Five new satellites this year to raise ISRO capacity

April 03, 2017 11:42 pm | Updated 11:42 pm IST - Bengaluru

An unprecedented row of five national communication spacecraft are slated to be put in space this year with hopes of vastly cutting the gap in satellite capacity for different users.

The first of them, GSAT-9 or the South Asia Satellite, will kick off the serial launches in the first half of April from the Sriharikota space port. According to officials, they are yet to set a date for it.

A.S. Kiran Kumar, chairman of the Indian Space Research Organisation (ISRO), recently told The Hindu , “This year we are launching five more communication satellites. With all of them coming up, there will definitely be a drastic, perceptible change in satellite capacity. In a matter of one year, the scene should be much better than now.”

Mr. Kumar also said ISRO has been taking various actions consciously towards improving its overall communication transponder capacity; this space infrastructure supports broadcasters, telephone, Internet service and other businesses.

New satellites that are constantly put up for approval could ease up the scene further in the next two or three years, he said.

The five communication satellites are in addition to five advanced Earth observation spacecraft that are planned this year and in 2018 — Cartosat-2 series satellite 3, Cartosat-3, GISAT-1, RISAT-1A which will replace RISAT-1, and Oceansat-3. The ISRO Satellite Centre in Bengaluru assembles the spacecraft.

For several years now, the space agency has been beset with a capacity deficit, caused by launch failures in which satellites were destroyed, and a galloping demand from public and private sector users.

The agency says its communication fleet of 14 provides 200-odd transponder equivalents. Another 95-odd transponders have been hired on foreign satellites to support Indian direct-to-home broadcasters, and the agency aims to bring them back to its satellites.

Referring to last year’s success and regularisation of the GSLV Mark II rocket programme — which can put up to 2,000-kg satellites in space — Mr.

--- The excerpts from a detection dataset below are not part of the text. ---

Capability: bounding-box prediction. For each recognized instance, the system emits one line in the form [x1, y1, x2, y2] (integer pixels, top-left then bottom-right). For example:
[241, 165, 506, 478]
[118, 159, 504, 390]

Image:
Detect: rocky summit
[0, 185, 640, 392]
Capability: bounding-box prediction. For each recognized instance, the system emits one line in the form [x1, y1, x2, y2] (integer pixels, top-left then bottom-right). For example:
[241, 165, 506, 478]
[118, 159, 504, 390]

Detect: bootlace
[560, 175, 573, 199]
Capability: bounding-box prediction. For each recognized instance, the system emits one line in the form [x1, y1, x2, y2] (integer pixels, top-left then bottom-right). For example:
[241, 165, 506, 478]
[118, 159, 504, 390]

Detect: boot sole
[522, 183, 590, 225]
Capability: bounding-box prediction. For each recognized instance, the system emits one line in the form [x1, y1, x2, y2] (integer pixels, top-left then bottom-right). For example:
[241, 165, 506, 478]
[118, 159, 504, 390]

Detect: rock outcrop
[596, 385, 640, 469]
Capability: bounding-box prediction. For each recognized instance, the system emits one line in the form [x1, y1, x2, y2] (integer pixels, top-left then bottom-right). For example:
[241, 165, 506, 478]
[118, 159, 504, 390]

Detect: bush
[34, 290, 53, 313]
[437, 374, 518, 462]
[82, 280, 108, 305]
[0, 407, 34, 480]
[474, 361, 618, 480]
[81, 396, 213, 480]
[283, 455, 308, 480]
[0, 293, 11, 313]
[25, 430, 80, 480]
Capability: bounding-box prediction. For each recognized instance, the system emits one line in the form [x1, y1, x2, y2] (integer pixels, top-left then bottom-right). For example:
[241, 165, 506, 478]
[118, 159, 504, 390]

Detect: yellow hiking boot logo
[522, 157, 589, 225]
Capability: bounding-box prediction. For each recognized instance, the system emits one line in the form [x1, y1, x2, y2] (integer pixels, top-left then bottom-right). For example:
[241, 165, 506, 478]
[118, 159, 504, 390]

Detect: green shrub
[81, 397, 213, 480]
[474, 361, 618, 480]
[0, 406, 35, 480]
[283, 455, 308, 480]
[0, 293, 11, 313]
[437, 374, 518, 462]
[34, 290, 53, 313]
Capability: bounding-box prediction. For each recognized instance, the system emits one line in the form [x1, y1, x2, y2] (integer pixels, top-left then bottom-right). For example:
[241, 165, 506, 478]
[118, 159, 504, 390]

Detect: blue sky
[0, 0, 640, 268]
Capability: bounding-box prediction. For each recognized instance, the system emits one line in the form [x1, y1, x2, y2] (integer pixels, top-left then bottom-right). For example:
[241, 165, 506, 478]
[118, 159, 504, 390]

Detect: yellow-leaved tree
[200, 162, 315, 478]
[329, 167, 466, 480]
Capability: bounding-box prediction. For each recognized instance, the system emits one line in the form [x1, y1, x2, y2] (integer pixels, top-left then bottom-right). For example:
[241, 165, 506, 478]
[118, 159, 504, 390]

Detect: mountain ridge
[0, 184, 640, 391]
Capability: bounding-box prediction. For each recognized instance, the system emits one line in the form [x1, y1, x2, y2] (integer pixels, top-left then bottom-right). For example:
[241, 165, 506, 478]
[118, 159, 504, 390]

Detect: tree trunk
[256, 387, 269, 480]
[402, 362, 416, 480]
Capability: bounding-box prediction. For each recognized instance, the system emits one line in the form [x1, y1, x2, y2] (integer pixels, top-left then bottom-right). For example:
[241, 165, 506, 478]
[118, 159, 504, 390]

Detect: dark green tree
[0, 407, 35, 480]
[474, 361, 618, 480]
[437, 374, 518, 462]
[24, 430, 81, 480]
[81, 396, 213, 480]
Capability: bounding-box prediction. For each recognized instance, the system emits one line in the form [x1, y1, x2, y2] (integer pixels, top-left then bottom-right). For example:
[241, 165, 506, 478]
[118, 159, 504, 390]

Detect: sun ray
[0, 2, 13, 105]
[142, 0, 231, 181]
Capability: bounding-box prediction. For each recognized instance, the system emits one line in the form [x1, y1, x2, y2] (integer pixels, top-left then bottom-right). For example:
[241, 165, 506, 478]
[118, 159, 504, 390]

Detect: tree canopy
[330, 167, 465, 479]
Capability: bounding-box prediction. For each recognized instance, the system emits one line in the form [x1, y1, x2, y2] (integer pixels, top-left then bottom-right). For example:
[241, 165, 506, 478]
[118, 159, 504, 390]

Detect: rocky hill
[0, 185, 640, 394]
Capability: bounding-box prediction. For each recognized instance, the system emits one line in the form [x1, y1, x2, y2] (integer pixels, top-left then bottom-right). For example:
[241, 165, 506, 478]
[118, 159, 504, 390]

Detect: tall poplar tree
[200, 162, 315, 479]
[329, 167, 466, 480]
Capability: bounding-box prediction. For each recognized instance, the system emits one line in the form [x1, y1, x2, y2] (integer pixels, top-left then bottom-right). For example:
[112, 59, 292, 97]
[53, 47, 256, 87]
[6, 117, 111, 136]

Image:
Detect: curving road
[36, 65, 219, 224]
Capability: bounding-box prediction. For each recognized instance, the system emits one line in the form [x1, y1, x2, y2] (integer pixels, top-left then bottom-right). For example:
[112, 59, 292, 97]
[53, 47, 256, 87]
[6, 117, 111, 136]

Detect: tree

Kumar said: “We have overcome some of the issues of launch vehicles, now we need to produce and make more use of them, and put more satellites in orbit.” GSAT-9 will ride on one such indigenous GSLV.

Five communication spacecraft spread over less than a year is historic and a rarity for ISRO; all these years, it has launched one or two communication satellites a year. GSAT-18 was the lone communication satellite sent up in late 2016.

Tentatively, ISRO has lined up the Internet user-friendly GSAT-19 for launch around May; GSAT-17 around June; GSAT-6A, which like GSAT-6 is for the defence forces, in September; and its largest 5,000-plus GSAT-11 around December. GSAT-17 and GSAT-11 will be launched on the European Ariane launcher.

Ever since INSAT-4CR was moved to a new orbital slot a few months back, its efficiency has improved and a little extra capacity has been created for select use, the ISRO chairman said.